The foregoing observation in Atkinson points out another reason most courts hold that claims alleging an employer’s intentional refusal to pay benefits are preempted by the LHWCA. The LHWCA imposes upon employers a penalty for withholding benefits for any reason; it does not distinguish between good-faith or bad-faith withholding of benefits. 838 F.2d at 812. As the Court of Civil Appeals noted, Bender paid the statutory penalty to Walley imposed by the Department of Labor upon its determination that Bender owed compensation benefits to Walley.

Walley relies upon Martin v. Travelers Insurance Co., 497 F.2d 329 (1st Cir.1974), to support his argument that his claims against Bender for refusing to make light-duty work available to him can properly be brought in state court. In Martin, the United States Court of Appeals for the First Circuit held that the LHWCA may not preclude a claimant from pursuing a state-law action where the basis of the state-law claims does not arise out of or in the course of the claimant’s employment. The unsuccessful employee in Jackson also relied upon Martin. The Fifth Circuit in Jackson declined to follow Martin, basing that decision not only upon its own conclusions about the preemptive effect of the LHWCA, but also upon the United States Supreme Court’s reasoning in Allis-Chalmers Corp. v. Lueck, 471 U.S. 202, 105 S.Ct. 1904, 85 L.Ed.2d 206 (1985). In Lueck, an employee sued his employer and the employer’s insurer in state court, alleging bad-faith failure to pay disability benefits. The Supreme Court of Wisconsin held that the employee could proceed with his action in state court. The United States Supreme Court reversed the judgment of the Wisconsin Supreme Court, holding that § 301 of the Labor Management Relations Act preempted the state tort claim and emphasizing the importance of national uniformity in enforcing the terms of collective-bargaining agreements. The Jackson court noted that although the Supreme Court in Lueck “purported not to decide whether a state bad faith failure to pay a tort claim would be preempted by ‘other federal laws governing employment or benefit plans,’ the reasoning in Lueck is just as compelling, if not more so, when applied to the situation in the instant case.” 820 F.2d at 1413-14 (quoting Lueck, 471 U.S. at 220, 105 S.Ct. 1904). Furthermore, in Barnard v. Zapata Haynie Corp., supra, the First Circuit pointed out that in Martin the insurance carrier had stopped payment on drafts it had issued to the employee.

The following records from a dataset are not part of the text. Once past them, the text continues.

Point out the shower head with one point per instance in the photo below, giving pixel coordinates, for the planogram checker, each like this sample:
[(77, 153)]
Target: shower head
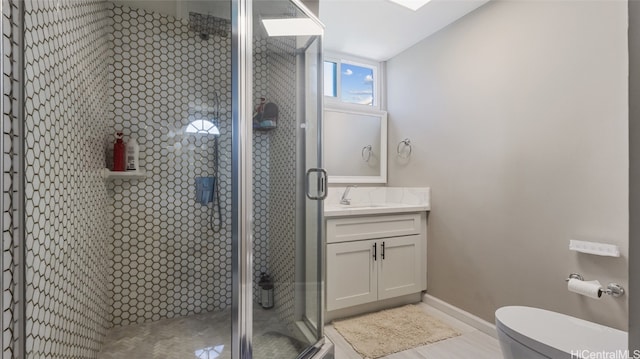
[(207, 25)]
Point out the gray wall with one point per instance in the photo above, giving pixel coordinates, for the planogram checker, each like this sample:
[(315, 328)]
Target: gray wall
[(518, 116), (634, 175)]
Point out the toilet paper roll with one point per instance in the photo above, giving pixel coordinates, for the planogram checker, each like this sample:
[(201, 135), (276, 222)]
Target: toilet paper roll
[(591, 289)]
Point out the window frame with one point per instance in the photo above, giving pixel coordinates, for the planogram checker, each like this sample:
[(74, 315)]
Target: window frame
[(376, 67)]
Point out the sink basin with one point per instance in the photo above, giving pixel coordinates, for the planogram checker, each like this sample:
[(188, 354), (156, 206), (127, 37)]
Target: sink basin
[(362, 205)]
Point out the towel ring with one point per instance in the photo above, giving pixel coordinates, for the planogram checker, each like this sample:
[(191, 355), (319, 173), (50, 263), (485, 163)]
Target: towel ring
[(366, 153), (401, 149)]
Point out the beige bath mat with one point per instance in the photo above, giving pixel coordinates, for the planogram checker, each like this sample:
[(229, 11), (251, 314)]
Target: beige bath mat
[(390, 331)]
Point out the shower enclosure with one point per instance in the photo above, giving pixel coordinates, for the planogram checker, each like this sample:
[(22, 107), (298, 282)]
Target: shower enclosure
[(212, 247)]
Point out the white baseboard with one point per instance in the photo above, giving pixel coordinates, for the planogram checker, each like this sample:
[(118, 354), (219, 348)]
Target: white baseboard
[(463, 316)]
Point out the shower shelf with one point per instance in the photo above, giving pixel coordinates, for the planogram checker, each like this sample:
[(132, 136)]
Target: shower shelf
[(125, 175)]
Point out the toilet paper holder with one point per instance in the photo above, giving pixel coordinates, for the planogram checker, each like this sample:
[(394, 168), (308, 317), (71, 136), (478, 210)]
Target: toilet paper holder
[(613, 289)]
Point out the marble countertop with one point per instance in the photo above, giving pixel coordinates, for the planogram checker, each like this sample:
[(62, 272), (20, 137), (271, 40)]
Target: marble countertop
[(377, 200)]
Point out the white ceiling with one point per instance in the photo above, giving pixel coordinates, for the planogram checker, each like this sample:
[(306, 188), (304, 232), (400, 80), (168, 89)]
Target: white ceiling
[(379, 29)]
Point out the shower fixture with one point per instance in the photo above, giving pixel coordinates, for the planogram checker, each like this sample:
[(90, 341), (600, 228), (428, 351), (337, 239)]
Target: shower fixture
[(207, 25)]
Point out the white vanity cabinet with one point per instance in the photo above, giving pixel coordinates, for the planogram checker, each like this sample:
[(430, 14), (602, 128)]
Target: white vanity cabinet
[(375, 257)]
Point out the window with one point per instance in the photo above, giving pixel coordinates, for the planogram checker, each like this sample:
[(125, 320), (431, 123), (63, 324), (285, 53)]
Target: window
[(350, 82)]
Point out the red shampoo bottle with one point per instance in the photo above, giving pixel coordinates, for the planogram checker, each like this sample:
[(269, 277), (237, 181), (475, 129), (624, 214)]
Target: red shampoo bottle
[(119, 153)]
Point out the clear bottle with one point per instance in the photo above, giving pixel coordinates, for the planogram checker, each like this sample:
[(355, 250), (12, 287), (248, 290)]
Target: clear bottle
[(133, 151)]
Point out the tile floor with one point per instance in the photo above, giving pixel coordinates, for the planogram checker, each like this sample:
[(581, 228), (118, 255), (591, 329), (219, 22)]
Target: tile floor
[(208, 336), (471, 344), (201, 336)]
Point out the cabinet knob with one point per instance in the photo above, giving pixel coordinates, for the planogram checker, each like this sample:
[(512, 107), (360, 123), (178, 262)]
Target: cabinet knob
[(375, 251)]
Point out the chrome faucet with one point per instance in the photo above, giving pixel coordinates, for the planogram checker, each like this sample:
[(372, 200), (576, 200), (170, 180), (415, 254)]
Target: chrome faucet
[(344, 199)]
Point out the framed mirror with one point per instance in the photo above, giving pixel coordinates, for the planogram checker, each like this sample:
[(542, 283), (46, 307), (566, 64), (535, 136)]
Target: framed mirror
[(355, 146)]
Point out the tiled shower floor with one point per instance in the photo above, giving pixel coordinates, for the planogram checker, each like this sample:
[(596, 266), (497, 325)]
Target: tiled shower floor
[(200, 336)]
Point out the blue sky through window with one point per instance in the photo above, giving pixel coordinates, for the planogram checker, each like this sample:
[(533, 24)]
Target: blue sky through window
[(357, 84)]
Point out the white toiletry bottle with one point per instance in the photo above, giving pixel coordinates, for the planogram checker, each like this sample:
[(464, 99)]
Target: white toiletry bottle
[(133, 151)]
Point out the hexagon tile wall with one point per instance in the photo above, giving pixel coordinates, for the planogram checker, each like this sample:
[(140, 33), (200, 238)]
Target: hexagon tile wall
[(69, 115), (168, 259), (132, 251), (9, 191)]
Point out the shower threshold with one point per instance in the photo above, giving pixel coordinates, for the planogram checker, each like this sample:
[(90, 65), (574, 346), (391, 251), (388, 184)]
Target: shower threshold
[(200, 336)]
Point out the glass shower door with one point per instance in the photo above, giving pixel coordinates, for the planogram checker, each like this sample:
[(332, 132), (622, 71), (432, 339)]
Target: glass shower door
[(288, 183)]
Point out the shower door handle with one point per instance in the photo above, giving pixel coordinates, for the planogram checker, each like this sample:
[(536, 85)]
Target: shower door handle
[(321, 183)]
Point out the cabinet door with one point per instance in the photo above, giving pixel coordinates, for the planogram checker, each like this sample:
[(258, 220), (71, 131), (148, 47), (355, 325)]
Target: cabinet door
[(351, 273), (399, 271)]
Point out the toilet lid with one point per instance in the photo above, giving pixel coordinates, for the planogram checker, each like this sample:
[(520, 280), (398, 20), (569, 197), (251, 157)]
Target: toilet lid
[(559, 331)]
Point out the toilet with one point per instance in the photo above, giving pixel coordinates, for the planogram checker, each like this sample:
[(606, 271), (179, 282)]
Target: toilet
[(533, 333)]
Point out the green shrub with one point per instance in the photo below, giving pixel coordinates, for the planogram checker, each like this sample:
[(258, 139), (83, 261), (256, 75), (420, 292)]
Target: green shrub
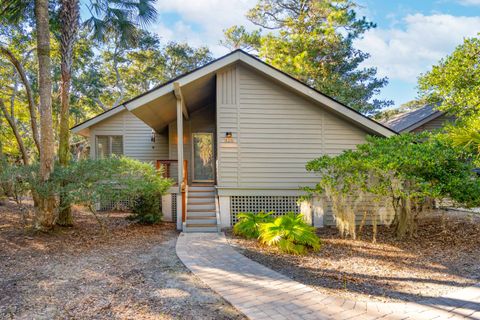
[(290, 233), (147, 208), (248, 224)]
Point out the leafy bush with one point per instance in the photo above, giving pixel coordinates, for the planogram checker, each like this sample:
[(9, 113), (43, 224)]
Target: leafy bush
[(249, 223), (87, 182), (290, 233), (147, 208), (116, 179), (405, 172)]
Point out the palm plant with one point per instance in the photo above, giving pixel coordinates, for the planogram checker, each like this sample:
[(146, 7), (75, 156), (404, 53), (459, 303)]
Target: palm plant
[(249, 223), (467, 135), (290, 233)]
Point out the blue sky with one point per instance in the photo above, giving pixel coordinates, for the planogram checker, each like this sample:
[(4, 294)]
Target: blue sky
[(410, 37)]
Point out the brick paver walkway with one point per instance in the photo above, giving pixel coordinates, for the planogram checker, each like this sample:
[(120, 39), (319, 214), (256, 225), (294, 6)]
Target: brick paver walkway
[(261, 293)]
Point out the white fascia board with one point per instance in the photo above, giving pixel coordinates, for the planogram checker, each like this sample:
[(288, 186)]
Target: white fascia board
[(97, 119), (132, 105)]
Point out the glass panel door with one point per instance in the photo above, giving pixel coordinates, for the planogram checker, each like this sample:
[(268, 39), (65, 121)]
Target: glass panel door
[(203, 162)]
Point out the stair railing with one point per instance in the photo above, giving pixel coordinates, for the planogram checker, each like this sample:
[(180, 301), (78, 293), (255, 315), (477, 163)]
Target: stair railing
[(184, 190)]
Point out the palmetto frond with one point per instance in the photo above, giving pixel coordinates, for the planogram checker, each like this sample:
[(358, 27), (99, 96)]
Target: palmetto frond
[(120, 18), (249, 223), (290, 234)]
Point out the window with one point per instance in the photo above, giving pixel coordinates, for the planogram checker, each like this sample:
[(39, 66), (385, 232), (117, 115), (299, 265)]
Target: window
[(108, 145)]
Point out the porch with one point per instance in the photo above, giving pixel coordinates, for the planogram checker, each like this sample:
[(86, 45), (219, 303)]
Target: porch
[(186, 118)]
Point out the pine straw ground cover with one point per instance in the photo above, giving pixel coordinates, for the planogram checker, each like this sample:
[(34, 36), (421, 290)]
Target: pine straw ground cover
[(444, 256), (128, 272)]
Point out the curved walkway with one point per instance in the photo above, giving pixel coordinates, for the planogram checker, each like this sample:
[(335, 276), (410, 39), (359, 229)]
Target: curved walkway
[(261, 293)]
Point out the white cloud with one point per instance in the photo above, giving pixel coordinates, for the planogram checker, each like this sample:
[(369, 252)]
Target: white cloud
[(213, 16), (404, 53), (470, 2)]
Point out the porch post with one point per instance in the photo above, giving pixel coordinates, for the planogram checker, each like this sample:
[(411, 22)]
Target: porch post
[(180, 141), (180, 202)]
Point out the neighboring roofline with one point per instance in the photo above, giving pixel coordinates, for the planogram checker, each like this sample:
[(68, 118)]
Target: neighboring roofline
[(99, 117), (421, 122), (256, 63)]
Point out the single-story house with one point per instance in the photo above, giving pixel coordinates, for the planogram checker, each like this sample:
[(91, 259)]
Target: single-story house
[(426, 118), (235, 134)]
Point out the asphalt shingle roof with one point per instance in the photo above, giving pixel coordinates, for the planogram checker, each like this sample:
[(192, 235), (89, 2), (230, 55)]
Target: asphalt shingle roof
[(406, 120)]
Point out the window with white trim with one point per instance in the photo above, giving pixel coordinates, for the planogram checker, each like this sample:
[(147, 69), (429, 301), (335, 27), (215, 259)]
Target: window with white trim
[(105, 146)]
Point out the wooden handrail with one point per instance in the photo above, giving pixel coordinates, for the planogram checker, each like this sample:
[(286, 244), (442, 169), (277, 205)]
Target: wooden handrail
[(184, 189)]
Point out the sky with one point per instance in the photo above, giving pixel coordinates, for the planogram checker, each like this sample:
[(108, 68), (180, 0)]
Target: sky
[(410, 37)]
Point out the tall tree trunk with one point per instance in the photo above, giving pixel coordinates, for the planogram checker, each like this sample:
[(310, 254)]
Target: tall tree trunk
[(47, 205), (69, 19)]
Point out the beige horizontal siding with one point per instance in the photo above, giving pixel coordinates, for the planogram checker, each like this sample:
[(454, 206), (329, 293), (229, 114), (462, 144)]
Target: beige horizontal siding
[(136, 137), (276, 132)]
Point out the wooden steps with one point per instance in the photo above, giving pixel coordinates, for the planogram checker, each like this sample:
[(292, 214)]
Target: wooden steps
[(201, 211)]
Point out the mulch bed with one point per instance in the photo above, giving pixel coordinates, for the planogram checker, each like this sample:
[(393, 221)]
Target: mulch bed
[(127, 271), (442, 257)]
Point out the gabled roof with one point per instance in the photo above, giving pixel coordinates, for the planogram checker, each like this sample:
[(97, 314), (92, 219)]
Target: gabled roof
[(81, 127), (411, 120), (262, 67)]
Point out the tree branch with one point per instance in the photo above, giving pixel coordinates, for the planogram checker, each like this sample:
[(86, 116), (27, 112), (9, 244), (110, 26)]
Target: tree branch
[(14, 127), (31, 104)]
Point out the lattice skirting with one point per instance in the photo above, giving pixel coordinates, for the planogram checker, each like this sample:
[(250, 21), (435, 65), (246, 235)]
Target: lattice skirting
[(279, 204), (109, 205)]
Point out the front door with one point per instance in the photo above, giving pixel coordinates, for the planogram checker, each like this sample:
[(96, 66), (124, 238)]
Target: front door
[(203, 161)]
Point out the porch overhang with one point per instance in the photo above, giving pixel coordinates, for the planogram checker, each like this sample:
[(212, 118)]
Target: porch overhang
[(157, 107)]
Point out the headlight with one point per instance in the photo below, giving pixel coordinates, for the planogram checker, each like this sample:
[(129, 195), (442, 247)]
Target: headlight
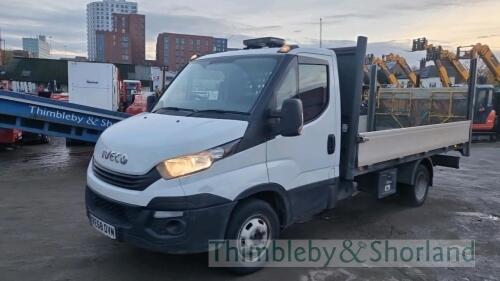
[(189, 164)]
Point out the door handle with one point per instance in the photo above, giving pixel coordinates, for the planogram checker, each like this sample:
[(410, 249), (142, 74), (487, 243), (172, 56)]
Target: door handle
[(331, 144)]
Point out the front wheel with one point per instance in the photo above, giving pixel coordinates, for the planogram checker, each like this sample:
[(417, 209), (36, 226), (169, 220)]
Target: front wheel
[(416, 194), (252, 227)]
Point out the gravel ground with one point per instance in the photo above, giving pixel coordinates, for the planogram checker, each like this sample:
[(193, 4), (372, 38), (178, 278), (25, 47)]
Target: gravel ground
[(44, 233)]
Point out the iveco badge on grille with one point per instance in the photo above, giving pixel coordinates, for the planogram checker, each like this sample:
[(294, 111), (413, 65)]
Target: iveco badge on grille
[(114, 157)]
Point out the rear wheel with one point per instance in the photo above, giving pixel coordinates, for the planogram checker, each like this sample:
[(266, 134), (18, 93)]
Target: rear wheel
[(253, 226), (416, 194)]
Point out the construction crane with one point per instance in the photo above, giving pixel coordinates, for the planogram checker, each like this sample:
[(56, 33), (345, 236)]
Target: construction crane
[(485, 53), (421, 44), (399, 60), (391, 78), (453, 60)]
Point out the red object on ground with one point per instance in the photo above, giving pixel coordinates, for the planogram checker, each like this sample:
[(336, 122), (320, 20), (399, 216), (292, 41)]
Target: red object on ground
[(138, 106)]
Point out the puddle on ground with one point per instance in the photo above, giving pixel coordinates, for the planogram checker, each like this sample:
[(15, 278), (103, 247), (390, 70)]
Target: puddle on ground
[(479, 215), (53, 156)]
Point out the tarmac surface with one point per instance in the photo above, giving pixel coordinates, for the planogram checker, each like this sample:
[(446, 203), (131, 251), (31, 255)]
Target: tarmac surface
[(45, 235)]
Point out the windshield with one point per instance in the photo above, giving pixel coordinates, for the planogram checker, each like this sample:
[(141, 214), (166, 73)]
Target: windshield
[(223, 84)]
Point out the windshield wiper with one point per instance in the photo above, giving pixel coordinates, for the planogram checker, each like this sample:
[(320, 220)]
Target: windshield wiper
[(222, 111), (175, 109)]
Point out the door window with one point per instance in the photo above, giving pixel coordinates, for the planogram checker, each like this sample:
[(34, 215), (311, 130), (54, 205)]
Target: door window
[(313, 89)]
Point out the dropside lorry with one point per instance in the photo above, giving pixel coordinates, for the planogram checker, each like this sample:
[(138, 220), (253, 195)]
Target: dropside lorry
[(244, 143)]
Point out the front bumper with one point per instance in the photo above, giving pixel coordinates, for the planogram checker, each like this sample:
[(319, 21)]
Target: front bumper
[(136, 225)]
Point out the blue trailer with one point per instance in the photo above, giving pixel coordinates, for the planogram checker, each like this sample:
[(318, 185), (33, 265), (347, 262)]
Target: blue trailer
[(55, 118)]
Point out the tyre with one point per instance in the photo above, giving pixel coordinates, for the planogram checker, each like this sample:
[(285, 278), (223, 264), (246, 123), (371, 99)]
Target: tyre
[(253, 224), (416, 194)]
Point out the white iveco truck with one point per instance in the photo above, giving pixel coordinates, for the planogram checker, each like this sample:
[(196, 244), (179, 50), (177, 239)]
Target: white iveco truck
[(245, 143)]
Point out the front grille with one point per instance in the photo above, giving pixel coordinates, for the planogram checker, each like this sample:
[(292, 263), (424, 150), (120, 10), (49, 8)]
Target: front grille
[(114, 211), (123, 180)]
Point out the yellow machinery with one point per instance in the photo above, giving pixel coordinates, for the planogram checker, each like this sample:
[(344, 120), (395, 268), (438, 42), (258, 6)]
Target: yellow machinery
[(421, 44), (453, 60), (399, 60), (485, 53), (391, 78)]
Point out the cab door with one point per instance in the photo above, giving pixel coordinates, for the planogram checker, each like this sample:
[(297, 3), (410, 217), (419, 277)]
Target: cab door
[(305, 165)]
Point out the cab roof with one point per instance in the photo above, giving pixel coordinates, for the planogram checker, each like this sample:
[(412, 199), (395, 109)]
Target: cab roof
[(270, 51)]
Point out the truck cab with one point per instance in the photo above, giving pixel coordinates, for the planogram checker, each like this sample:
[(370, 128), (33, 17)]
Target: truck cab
[(245, 143)]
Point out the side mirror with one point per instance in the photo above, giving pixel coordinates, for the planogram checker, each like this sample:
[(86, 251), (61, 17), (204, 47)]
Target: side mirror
[(150, 101), (291, 118)]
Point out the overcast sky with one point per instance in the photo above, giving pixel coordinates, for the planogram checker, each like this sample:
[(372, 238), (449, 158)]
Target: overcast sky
[(389, 24)]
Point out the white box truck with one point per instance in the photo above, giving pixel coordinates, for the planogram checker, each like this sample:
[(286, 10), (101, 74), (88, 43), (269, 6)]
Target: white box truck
[(243, 144), (94, 84)]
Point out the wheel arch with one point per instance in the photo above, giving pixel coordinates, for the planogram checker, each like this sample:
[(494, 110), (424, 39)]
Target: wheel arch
[(407, 172), (275, 195)]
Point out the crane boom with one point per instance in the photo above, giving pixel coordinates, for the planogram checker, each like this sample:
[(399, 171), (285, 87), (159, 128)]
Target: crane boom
[(399, 60), (454, 60), (391, 78), (485, 53), (421, 44)]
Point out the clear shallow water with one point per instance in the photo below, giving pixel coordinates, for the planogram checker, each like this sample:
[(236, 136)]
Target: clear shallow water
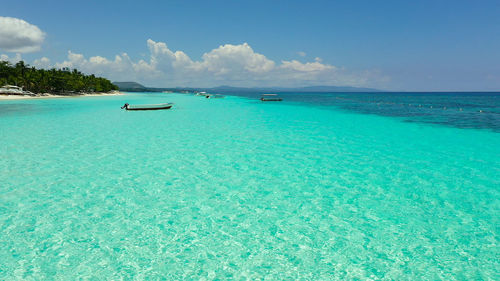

Distinguishing Martin, the First Circuit stated:

“[T]he facts in the present case relate solely to a refusal to pay benefits, and do not involve a stop payment or dishon- or of a draft issued to a claimant against which the claimant in good faith issued checks of his own.... [W]e find the LHWCA to be Barnard’s exclusive remedy for defendants’ failure to make timely payments, irrespective of defendants’ reasons for nonpayment.”

975 F.2d at 920.

In light of the weight of the authority holding that an employee’s state-law claims alleging the intentional refusal or failure to pay benefits against an employer covered by the LHWCA are preempted by the LHWCA, we conclude that Walley’s claim against Bender for failure to confer a benefit offered only as a means of the employer’s satisfying its obligations under the LHWCA is likewise precluded. We reverse the judgment of the Court of Civil Appeals and remand the case for that court to direct the trial court to enter a judgment in favor of Bender.

REVERSED AND REMANDED.

HOUSTON, SEE, BROWN, HARWOOD, WOODALL, and STUART, JJ., concur.

JOHNSTONE, J., recuses himself. 
      
      . The cite to 18 BRBS 224 refers to a case decided by the Benefits Review Board of the United States Department of Labor, the administrative appellate tribunal established by the LHWCA with jurisdiction over LHWCA claims.